Le fournisseur de services téléphoniques américain AT&T a accepté de payer 13 millions de dollars (11,6 millions d’euros) pour résoudre une enquête portant sur une violation de données dans les systèmes d’un fournisseur de cloud, a déclaré le 17 septembre la FCC américaine. Cette fuite de données, qui n’est pas la dernière en date, avait impacté 8,9 millions de clients. Ceux qui avaient recours aux services d’AT&T entre 2015 et 2017 avaient été particulièrement ciblés, alors que leurs données auraient dû par la suite être supprimées des systèmes de l’entreprise.

Les données subtilisées comprenaient notamment le nombre de lignes sur un compte, mais aussi des données personnelles plus sensibles, comme le solde de la facture et d’autres informations tarifaires. AT&T et la FCC avaient toutefois déclaré que les données relatives aux cartes de crédit, aux numéros de Sécurité sociale et aux mots de passe n’étaient pas concernées. Le régulateur américain des télécoms ne statuera donc pas sur l’état de la protection des données des clients d’AT&T mais lui impose de changer ses pratiques de gouvernance des données. L’opérateur télécoms devra ainsi “accroître l'intégrité de sa supply chain et garantir que des processus appropriés sont intégrés dans les pratiques commerciales d'AT&T dans le traitement des données sensibles”, explique la FCC dans son communiqué.

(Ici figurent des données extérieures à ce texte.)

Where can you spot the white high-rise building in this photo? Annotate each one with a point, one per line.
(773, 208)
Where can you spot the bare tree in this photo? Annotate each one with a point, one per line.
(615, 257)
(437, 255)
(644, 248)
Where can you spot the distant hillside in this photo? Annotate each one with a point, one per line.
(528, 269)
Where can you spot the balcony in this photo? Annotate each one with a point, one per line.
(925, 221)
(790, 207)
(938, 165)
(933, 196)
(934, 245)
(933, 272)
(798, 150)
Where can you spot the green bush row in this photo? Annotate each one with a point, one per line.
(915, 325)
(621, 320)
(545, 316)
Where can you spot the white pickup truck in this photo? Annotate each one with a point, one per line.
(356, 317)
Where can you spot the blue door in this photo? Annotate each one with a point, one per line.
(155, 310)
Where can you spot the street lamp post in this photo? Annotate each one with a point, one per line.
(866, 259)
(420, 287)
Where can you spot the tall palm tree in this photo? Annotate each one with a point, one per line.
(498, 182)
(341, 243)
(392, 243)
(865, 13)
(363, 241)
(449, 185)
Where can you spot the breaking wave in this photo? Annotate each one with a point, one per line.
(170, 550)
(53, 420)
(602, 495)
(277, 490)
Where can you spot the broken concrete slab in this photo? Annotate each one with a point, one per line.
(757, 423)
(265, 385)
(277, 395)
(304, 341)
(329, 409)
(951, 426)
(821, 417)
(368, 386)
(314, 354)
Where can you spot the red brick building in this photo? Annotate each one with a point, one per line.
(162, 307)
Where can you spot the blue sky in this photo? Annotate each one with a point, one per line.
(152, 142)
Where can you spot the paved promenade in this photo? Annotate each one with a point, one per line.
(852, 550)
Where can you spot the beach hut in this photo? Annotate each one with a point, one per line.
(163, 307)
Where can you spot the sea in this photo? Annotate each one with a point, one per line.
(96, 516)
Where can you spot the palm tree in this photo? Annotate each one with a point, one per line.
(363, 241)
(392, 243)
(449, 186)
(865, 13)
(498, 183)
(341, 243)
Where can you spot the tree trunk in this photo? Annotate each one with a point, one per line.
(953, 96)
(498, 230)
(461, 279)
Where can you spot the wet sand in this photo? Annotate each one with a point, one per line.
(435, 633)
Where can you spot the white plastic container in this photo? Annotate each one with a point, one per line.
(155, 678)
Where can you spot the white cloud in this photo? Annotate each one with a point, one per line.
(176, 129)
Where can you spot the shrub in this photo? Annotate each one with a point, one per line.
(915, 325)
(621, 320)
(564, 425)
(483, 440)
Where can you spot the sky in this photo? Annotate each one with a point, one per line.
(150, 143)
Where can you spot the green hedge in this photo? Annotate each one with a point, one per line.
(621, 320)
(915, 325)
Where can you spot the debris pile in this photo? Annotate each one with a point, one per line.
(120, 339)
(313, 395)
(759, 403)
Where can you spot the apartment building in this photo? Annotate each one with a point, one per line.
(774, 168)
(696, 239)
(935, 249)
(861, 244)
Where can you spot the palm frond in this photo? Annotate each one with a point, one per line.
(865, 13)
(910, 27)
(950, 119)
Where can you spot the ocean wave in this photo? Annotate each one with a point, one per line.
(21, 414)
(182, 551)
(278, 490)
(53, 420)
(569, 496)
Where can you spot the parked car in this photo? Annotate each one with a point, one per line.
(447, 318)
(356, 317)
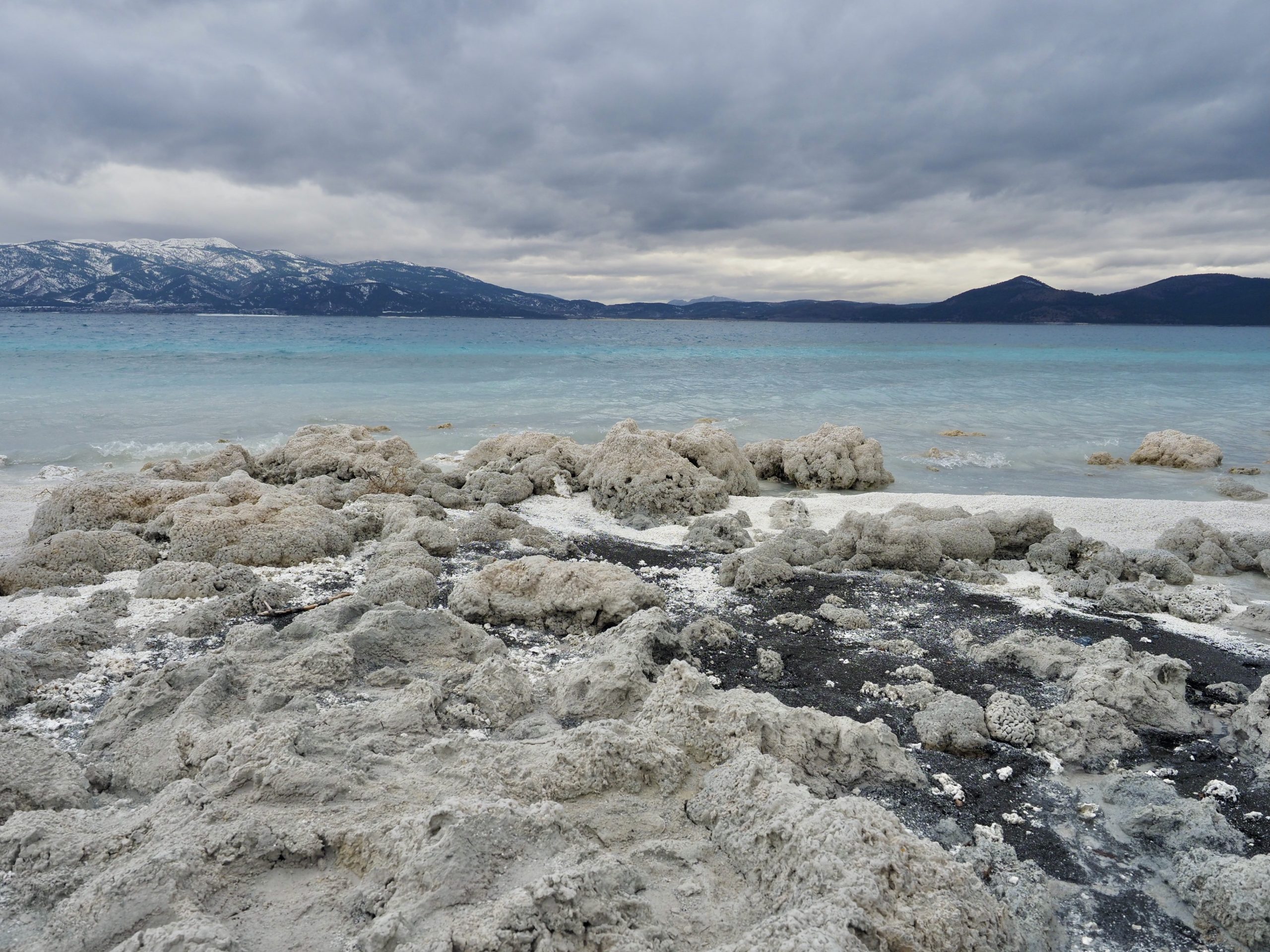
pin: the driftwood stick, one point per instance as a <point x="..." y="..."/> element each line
<point x="277" y="612"/>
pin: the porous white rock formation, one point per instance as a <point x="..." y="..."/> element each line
<point x="833" y="457"/>
<point x="639" y="479"/>
<point x="1178" y="450"/>
<point x="74" y="558"/>
<point x="561" y="597"/>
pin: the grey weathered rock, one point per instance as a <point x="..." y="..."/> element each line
<point x="1085" y="733"/>
<point x="776" y="834"/>
<point x="1257" y="617"/>
<point x="411" y="586"/>
<point x="74" y="558"/>
<point x="893" y="543"/>
<point x="495" y="524"/>
<point x="1178" y="450"/>
<point x="1166" y="567"/>
<point x="710" y="631"/>
<point x="1201" y="603"/>
<point x="720" y="532"/>
<point x="561" y="597"/>
<point x="1231" y="896"/>
<point x="1010" y="719"/>
<point x="206" y="469"/>
<point x="1241" y="492"/>
<point x="505" y="489"/>
<point x="511" y="446"/>
<point x="786" y="513"/>
<point x="37" y="776"/>
<point x="619" y="672"/>
<point x="247" y="522"/>
<point x="1209" y="550"/>
<point x="828" y="754"/>
<point x="432" y="535"/>
<point x="1250" y="726"/>
<point x="833" y="457"/>
<point x="402" y="552"/>
<point x="1132" y="597"/>
<point x="953" y="722"/>
<point x="639" y="479"/>
<point x="173" y="579"/>
<point x="717" y="452"/>
<point x="346" y="454"/>
<point x="1152" y="813"/>
<point x="101" y="500"/>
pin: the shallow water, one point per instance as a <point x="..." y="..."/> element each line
<point x="87" y="390"/>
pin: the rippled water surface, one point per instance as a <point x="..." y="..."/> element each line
<point x="87" y="390"/>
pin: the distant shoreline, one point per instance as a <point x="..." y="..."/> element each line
<point x="710" y="319"/>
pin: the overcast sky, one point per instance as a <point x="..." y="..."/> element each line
<point x="892" y="150"/>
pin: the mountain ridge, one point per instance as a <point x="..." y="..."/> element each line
<point x="190" y="276"/>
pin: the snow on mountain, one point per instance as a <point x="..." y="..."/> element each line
<point x="214" y="273"/>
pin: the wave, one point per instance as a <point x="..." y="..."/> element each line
<point x="180" y="448"/>
<point x="953" y="459"/>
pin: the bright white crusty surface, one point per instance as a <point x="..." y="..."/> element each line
<point x="1128" y="524"/>
<point x="18" y="504"/>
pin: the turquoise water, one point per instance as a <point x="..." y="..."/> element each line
<point x="85" y="390"/>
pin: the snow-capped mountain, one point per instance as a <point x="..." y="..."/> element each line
<point x="212" y="275"/>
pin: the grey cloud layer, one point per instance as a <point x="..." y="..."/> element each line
<point x="558" y="126"/>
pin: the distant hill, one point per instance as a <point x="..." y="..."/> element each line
<point x="214" y="276"/>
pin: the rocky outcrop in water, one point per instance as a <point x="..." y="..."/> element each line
<point x="1176" y="450"/>
<point x="833" y="457"/>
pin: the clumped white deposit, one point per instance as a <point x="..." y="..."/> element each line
<point x="564" y="697"/>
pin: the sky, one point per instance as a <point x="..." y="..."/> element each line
<point x="890" y="150"/>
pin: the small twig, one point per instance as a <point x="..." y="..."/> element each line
<point x="277" y="612"/>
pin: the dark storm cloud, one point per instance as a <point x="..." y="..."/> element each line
<point x="798" y="127"/>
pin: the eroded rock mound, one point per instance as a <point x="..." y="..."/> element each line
<point x="101" y="500"/>
<point x="833" y="457"/>
<point x="172" y="579"/>
<point x="74" y="558"/>
<point x="808" y="858"/>
<point x="346" y="454"/>
<point x="206" y="469"/>
<point x="1112" y="691"/>
<point x="639" y="479"/>
<point x="1176" y="450"/>
<point x="575" y="598"/>
<point x="1208" y="550"/>
<point x="251" y="524"/>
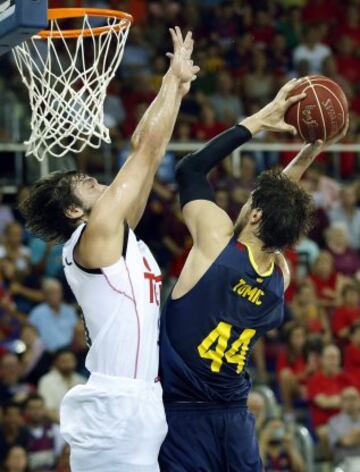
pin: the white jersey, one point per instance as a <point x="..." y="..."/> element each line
<point x="121" y="308"/>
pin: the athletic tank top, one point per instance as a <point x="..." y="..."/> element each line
<point x="208" y="334"/>
<point x="120" y="306"/>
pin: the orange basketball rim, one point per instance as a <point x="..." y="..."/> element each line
<point x="68" y="13"/>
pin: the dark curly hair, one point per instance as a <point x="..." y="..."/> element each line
<point x="44" y="209"/>
<point x="287" y="210"/>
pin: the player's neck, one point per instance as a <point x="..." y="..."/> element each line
<point x="263" y="259"/>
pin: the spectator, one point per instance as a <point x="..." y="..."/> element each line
<point x="25" y="290"/>
<point x="262" y="30"/>
<point x="293" y="369"/>
<point x="259" y="83"/>
<point x="54" y="320"/>
<point x="326" y="281"/>
<point x="35" y="360"/>
<point x="344" y="428"/>
<point x="228" y="107"/>
<point x="312" y="50"/>
<point x="324" y="388"/>
<point x="6" y="215"/>
<point x="62" y="377"/>
<point x="308" y="312"/>
<point x="346" y="212"/>
<point x="324" y="189"/>
<point x="291" y="26"/>
<point x="11" y="388"/>
<point x="45" y="442"/>
<point x="14" y="250"/>
<point x="16" y="460"/>
<point x="208" y="127"/>
<point x="257" y="406"/>
<point x="347" y="313"/>
<point x="12" y="431"/>
<point x="307" y="251"/>
<point x="278" y="448"/>
<point x="352" y="354"/>
<point x="346" y="60"/>
<point x="346" y="260"/>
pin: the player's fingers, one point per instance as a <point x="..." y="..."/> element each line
<point x="174" y="38"/>
<point x="289" y="129"/>
<point x="179" y="34"/>
<point x="188" y="38"/>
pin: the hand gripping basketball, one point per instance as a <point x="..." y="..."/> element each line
<point x="272" y="115"/>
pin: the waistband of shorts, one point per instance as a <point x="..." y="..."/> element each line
<point x="205" y="405"/>
<point x="124" y="385"/>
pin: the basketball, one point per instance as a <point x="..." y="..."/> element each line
<point x="323" y="113"/>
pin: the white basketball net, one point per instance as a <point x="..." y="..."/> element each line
<point x="67" y="81"/>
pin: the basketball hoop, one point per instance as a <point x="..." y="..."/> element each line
<point x="67" y="73"/>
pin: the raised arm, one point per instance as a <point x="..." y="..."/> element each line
<point x="125" y="199"/>
<point x="208" y="224"/>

AT&T n’est toutefois pas sortie d’affaire. Après cette fuite de données, la firme américaine a été victime d’autres cyberattaques, dont l’une en mars impactant 73 millions de clients. Mais la FCC garde un œil sur une fuite de données ultérieure, survenue en avril et révélée par l’opérateur en juillet. Des cybercriminels avaient alors dérobé les données sur les appels et messages de la quasi-totalité de ses clients pendant six mois en 2022. Ces informations avaient été téléchargées depuis son espace de travail sur une plateforme tierce, en l’occurrence Snowflake.